Download the transofrmer models based on CNN and XSUM (Tensorflow) datasets

In [0]:
%cd /content/PreSumm/models

#CNN/DM Extractive bertext_cnndm_transformer.pt
!gdown https://drive.google.com/uc?id=1kKWoV0QCbeIuFt85beQgJ4v0lujaXobJ&export=download #CNN/DM Extractive bertext_cnndm_transformer.pt

#CNN/DM Abstractive model_step_148000.pt    
!gdown https://drive.google.com/uc?id=1-IKVCtc4Q-BdZpjXc4s70_fRsWnjtYLr&export=download #CNN/DM Abstractive model_step_148000.pt 


/content/PreSumm/models
Downloading...
From: https://drive.google.com/uc?id=1kKWoV0QCbeIuFt85beQgJ4v0lujaXobJ
To: /content/PreSumm/models/bertext_cnndm_transformer.zip
1.32GB [00:18, 73.0MB/s]
Downloading...
From: https://drive.google.com/uc?id=1-IKVCtc4Q-BdZpjXc4s70_fRsWnjtYLr
To: /content/PreSumm/models/bertsumextabs_cnndm_final_model.zip
1.98GB [00:49, 40.3MB/s]
Permission denied: https://drive.google.com/uc?id=1H50fClyTkNprWJNh10HWdGEdDdQIkzsI
Maybe you need to change permission over 'Anyone with the link'?


Unzipping the models

In [0]:
!unzip /content/PreSumm/models/bertext_cnndm_transformer.zip
!unzip /content/PreSumm/models/bertsumextabs_cnndm_final_model.zip

Archive:  /content/PreSumm/models/bertext_cnndm_transformer.zip
  inflating: bertext_cnndm_transformer.pt  
Archive:  /content/PreSumm/models/bertsumextabs_cnndm_final_model.zip
  inflating: model_step_148000.pt    


Creating directories to store the models with data


In [0]:
!mkdir /content/PreSumm/models/CNN_DailyMail_Extractive
!mkdir /content/PreSumm/models/CNN_DailyMail_Abstractive

Move the contents of each model into appropriate training data directories

In [0]:
!mv /content/PreSumm/models/bertext_cnndm_transformer.pt /content/PreSumm/models/CNN_DailyMail_Extractive
!mv /content/PreSumm/models/model_step_148000.pt /content/PreSumm/models/CNN_DailyMail_Abstractive

Create directories to hold test data and text summary outputs

In [0]:
!mkdir /content/PreSumm/bert_data_test/
!mkdir /content/PreSumm/bert_data/cnndm

### Loading a new text file to summarize

First we will connect to your Google Drive account by running the following cell

In [0]:
from google.colab import drive
drive.mount('/content/drive')

Go to this URL in a browser: https://accounts.google.com/o/oauth2/auth?client_id=947318989803-6bn6qk8qdgf4n4g3pfee6491hc0brc4i.apps.googleusercontent.com&redirect_uri=urn%3aietf%3awg%3aoauth%3a2.0%3aoob&response_type=code&scope=email%20https%3a%2f%2fwww.googleapis.com%2fauth%2fdocs.test%20https%3a%2f%2fwww.googleapis.com%2fauth%2fdrive%20https%3a%2f%2fwww.googleapis.com%2fauth%2fdrive.photos.readonly%20https%3a%2f%2fwww.googleapis.com%2fauth%2fpeopleapi.readonly

Enter your authorization code:
··········
Mounted at /content/drive


Load a new text file and pre-process it for the summarization phase.
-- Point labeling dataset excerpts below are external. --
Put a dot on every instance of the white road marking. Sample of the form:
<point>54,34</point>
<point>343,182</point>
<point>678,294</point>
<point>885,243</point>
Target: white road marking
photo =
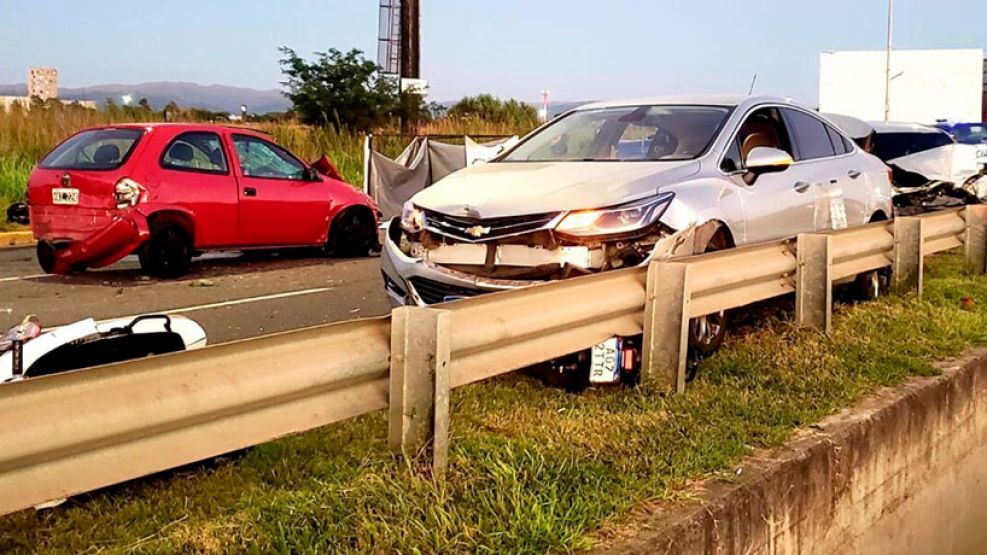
<point>18,278</point>
<point>275,296</point>
<point>209,306</point>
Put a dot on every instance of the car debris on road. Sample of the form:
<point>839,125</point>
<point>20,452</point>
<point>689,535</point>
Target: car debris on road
<point>28,351</point>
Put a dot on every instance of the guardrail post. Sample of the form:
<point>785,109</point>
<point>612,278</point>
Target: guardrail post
<point>909,255</point>
<point>975,238</point>
<point>419,384</point>
<point>666,326</point>
<point>813,286</point>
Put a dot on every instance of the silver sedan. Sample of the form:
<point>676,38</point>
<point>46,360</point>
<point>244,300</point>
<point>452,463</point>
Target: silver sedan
<point>617,184</point>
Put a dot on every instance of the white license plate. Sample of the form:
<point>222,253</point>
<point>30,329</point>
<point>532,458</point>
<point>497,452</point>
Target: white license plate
<point>605,361</point>
<point>65,196</point>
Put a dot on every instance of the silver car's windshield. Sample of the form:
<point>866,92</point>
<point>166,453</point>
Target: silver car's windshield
<point>626,133</point>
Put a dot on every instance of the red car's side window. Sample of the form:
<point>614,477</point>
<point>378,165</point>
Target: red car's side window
<point>259,158</point>
<point>196,151</point>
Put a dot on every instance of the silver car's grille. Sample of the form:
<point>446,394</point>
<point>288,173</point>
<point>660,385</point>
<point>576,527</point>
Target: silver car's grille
<point>435,292</point>
<point>474,230</point>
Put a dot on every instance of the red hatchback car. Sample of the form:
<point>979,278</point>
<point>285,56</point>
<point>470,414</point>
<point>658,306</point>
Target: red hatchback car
<point>171,191</point>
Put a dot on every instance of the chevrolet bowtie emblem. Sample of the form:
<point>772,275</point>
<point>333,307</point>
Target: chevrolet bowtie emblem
<point>477,231</point>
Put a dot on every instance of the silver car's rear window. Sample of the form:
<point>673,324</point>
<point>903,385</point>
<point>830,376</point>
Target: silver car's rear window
<point>625,134</point>
<point>98,149</point>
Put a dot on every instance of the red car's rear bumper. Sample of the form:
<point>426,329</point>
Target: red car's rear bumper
<point>93,237</point>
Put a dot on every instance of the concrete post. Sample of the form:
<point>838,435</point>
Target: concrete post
<point>975,238</point>
<point>666,326</point>
<point>909,260</point>
<point>813,285</point>
<point>419,384</point>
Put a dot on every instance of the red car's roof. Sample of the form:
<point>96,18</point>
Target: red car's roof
<point>180,127</point>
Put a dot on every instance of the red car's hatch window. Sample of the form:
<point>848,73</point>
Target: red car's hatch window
<point>95,150</point>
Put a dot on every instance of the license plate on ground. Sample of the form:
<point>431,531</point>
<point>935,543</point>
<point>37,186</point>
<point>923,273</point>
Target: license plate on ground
<point>605,361</point>
<point>64,196</point>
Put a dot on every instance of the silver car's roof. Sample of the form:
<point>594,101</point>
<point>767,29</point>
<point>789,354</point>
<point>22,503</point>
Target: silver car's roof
<point>900,127</point>
<point>693,99</point>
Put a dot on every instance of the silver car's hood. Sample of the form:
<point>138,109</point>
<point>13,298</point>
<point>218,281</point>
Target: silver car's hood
<point>517,188</point>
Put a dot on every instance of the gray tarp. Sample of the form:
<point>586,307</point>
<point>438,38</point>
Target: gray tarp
<point>423,162</point>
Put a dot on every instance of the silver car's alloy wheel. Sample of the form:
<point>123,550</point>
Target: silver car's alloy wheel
<point>705,329</point>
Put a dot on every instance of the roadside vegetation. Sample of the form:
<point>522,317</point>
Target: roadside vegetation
<point>532,469</point>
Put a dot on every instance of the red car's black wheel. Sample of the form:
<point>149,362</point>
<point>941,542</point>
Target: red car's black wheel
<point>46,256</point>
<point>353,234</point>
<point>168,253</point>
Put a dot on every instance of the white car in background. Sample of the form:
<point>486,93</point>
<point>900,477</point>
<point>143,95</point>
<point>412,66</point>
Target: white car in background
<point>618,184</point>
<point>930,169</point>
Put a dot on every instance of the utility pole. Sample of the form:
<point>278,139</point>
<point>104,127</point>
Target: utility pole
<point>411,23</point>
<point>410,57</point>
<point>887,66</point>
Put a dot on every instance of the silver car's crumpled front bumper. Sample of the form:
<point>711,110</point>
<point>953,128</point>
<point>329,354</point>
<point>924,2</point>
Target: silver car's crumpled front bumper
<point>413,281</point>
<point>416,281</point>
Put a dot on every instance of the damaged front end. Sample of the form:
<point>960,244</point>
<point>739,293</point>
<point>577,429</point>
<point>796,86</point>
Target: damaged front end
<point>516,251</point>
<point>432,257</point>
<point>936,180</point>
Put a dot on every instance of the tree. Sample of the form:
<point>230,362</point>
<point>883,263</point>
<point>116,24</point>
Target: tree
<point>486,107</point>
<point>342,90</point>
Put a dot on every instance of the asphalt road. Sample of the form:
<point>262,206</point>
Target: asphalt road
<point>231,296</point>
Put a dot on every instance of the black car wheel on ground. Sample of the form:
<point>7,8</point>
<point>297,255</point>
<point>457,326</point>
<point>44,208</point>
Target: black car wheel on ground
<point>353,234</point>
<point>707,333</point>
<point>168,253</point>
<point>871,285</point>
<point>46,256</point>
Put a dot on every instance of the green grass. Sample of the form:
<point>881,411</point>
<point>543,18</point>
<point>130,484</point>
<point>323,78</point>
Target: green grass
<point>532,469</point>
<point>14,171</point>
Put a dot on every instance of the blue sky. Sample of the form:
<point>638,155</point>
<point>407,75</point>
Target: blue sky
<point>580,49</point>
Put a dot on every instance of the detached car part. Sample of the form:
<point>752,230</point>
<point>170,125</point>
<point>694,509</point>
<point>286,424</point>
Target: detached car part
<point>28,351</point>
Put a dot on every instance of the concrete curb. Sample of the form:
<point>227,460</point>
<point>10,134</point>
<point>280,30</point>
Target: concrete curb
<point>16,239</point>
<point>834,482</point>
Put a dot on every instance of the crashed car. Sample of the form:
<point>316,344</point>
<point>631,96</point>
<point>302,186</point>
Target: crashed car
<point>618,184</point>
<point>28,351</point>
<point>167,192</point>
<point>930,169</point>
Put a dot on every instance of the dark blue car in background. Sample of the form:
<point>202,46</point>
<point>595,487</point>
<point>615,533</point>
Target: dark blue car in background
<point>966,133</point>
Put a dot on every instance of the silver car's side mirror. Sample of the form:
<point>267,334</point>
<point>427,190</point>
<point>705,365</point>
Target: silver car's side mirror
<point>765,159</point>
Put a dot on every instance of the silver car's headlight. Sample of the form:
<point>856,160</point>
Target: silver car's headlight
<point>412,218</point>
<point>615,220</point>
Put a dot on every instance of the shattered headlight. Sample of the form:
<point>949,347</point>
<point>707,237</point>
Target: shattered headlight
<point>624,218</point>
<point>412,218</point>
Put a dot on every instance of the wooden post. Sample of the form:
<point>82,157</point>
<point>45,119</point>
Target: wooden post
<point>909,260</point>
<point>975,238</point>
<point>813,286</point>
<point>666,326</point>
<point>419,384</point>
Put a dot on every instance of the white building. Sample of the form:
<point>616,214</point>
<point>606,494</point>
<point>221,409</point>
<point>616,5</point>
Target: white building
<point>926,85</point>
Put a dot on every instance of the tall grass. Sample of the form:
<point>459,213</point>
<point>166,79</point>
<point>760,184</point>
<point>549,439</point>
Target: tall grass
<point>25,136</point>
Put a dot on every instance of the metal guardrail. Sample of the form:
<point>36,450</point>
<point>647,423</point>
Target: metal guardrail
<point>84,430</point>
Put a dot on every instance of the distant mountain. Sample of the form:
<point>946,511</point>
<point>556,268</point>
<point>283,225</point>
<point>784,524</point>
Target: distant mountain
<point>217,98</point>
<point>554,108</point>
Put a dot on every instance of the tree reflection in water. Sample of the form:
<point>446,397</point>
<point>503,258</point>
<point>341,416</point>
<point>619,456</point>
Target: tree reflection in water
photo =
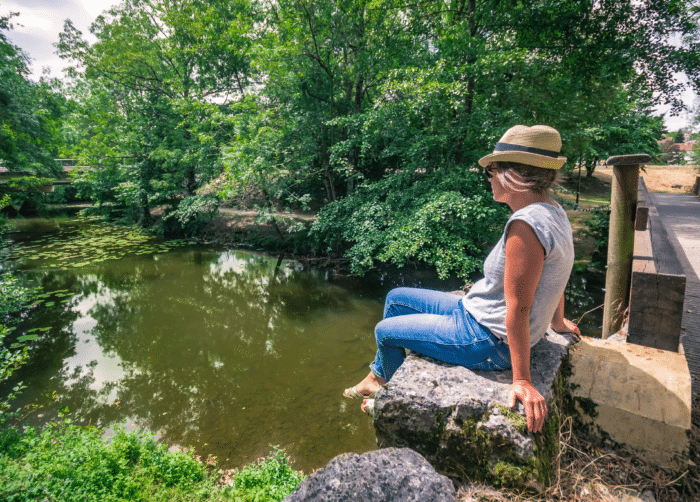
<point>227,352</point>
Note: You may have to change the paths/name of file to load in the text = open... line. IN the following example, the text file is stored in a google drive folder.

In [0]:
%cd /content/PreSumm/bert_data/cnndm

text = open('/content/drive/My Drive/Colab Notebooks/sample.txt', 'r').read()
text = text.split('.')
with open('/content/PreSumm/bert_data/cnndm/file.txt', 'a') as f: 
    f.writelines(text)

/content/PreSumm/bert_data/cnndm


Import NLTK (download punkt if required). This will be used for tokeization of the input text file.

In [0]:
import nltk
nltk.download('punkt')

[nltk_data] Downloading package punkt to /root/nltk_data...
[nltk_data]   Unzipping tokenizers/punkt.zip.


True

The following cell contains the required code for training the data

In [0]:
%%writefile /content/PreSumm/src/summarizer.py
#!/usr/bin/env python
"""
    Main training workflow
"""
from __future__ import division

import argparse
import os
from others.logging import init_logger
from train_abstractive import validate_abs, train_abs, baseline, test_abs, test_text_abs, load_models_abs
from train_extractive import train_ext, validate_ext, test_ext
from prepro import data_builder
import glob, os

model_flags = ['hidden_size', 'ff_size', 'heads', 'emb_size', 'enc_layers', 'enc_hidden_size', 'enc_ff_size',
               'dec_layers', 'dec_hidden_size', 'dec_ff_size', 'encoder', 'ff_actv', 'use_interval']


def str2bool(v):
    if v.lower() in ('yes', 'true', 't', 'y', '1'):
        return True
    elif v.lower() in ('no', 'false', 'f', 'n', '0'):
        return False
    else:
        raise argparse.ArgumentTypeError('Boolean value expected.')



def init_args():
    parser = argparse.ArgumentParser()
    parser.add_argument("-task", default='abs', type=str, choices=['ext', 'abs'])
    parser.add_argument("-encoder", default='bert', type=str, choices=['bert', 'baseline'])
    parser.add_argument("-mode", default='test', type=str, choices=['train', 'validate', 'test'])
    parser.add_argument("-bert_data_path", default='../../bert_data_new/cnndm')
    parser.add_argument("-model_path", default='../../models/')
    parser.add_argument("-result_path", default='../../results/cnndm')
    parser.add_argument("-temp_dir", default='../../temp')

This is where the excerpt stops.